Plusieurs membres remettent en question la réalité même du réchauffement. Ainsi, pour le géologue Don Easterbrook (Université occidentale de l'Etat de Washington), on assiste, depuis 1977, à un "refroidissement planétaire". "Le seul lieu où la supposée catastrophe climatique se produit est dans le monde virtuel des modèles informatiques", expliquait de son côté le politicien Marc Morano. D'autres ne la nient pas, mais récusent le rôle de l'homme. Comme l'astronome Willie Soon (Université Harvard), qui l'attribue à l'activité solaire...
Avec de telles divergences, on comprend pourquoi ces gens fustigent l'entente du Giec.
Chose rare pour les conférences scientifiques, les intervenants sont rémunérés. Ce que confirme au Monde Dan Miller, porte-parole de l'Institut Heartland.
Dans leur rapport : http://www.pensee-unique.fr/NIPCC_VF_04.pdf
Ils affichent la courbe de Mann, disent qu'elle a été discrédité ce à quoi nous avons répondu plusieurs fois, qu'au contraire malgré quelques erreurs méthodologiques elle a été confirmée par de nombreux laboratoires. Le plus intéressant, c'est qu'ils prétendent que l'optimum médiéval et le petit age glaciare ont été effacés. Une paire de lunettes s'impose.
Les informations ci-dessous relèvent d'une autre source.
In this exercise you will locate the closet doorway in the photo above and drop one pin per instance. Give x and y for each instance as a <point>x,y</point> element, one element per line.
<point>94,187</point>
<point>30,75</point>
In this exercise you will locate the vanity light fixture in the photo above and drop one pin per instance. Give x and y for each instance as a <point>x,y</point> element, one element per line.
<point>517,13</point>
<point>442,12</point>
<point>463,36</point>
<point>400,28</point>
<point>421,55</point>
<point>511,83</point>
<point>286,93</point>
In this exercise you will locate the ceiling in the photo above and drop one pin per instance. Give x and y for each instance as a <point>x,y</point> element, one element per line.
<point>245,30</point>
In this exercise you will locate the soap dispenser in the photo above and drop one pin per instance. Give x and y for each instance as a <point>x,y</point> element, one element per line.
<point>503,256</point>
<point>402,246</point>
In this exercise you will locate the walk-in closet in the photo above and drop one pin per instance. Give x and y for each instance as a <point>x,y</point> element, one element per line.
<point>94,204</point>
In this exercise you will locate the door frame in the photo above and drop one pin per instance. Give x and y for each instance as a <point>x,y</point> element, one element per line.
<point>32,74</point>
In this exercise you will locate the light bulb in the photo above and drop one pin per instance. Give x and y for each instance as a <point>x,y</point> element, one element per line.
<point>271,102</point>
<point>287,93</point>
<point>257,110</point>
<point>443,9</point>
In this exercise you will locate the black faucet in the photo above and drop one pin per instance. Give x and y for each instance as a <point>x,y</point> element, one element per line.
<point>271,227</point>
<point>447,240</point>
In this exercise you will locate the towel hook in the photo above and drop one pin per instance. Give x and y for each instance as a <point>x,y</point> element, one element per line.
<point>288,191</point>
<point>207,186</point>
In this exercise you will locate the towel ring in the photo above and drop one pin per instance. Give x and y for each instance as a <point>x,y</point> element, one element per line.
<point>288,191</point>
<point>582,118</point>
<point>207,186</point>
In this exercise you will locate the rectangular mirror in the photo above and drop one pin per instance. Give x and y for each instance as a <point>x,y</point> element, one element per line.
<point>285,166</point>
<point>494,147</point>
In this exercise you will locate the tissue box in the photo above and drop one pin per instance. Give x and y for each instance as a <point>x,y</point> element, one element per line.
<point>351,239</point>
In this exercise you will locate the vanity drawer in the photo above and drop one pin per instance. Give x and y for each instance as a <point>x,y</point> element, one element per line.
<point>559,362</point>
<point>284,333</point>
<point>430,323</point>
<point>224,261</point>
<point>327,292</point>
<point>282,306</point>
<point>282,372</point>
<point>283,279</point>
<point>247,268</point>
Ils poursuivent en citant l'étude de McIntyre et McKitrick qui a critiqué le travail de Mann mais a été invalidé à de nombreuses reprises, à la différence de la courbe de Mann qui a été vérifiée et corroborée de nombreuses fois.
Ils utilisent comme argument des études faites Au Groenland et en mer des Sargasses qui donnent des résultats différents. On sait que le réchauffement médiéval n'était pas global contrairement au notre, et qu'il était donc beaucoup moins homogène. C'est pourquoi le Giec ne se contente pas de la courbe de Mann qui ne représente qu'une lecture en un point. Mais utilise ders mesures provenant de tout le globe sur tout type de matériel comme expliqué dans le chapitre A en début de la première page sur le réchauffement de ce blog. Pour nous impressionner, ils affirment que les mesures sur la mer des Sargasses ont été faites sur 2000km². Ca ne représente que 6,4% du globe. Les températures de surface actuellement sont faites sur toutes les mers et tous les océans du globe lien. Et quand une sonde tombe en panne les climato-sceptiques affirment que les mesures sont fausses. Pourraient-ils avoir au moins un millième de la rigueur scientifique qu'ils imposent aux autres?
Ils présentent ensuite une courbe faite sur des cernes d'arbres alors qu'ils invalident au paragraphe précédent ce genre de mesures!!! Pour vous faire une idée sur le reste du texte nous vous avons déjà donné toutes les ficelles.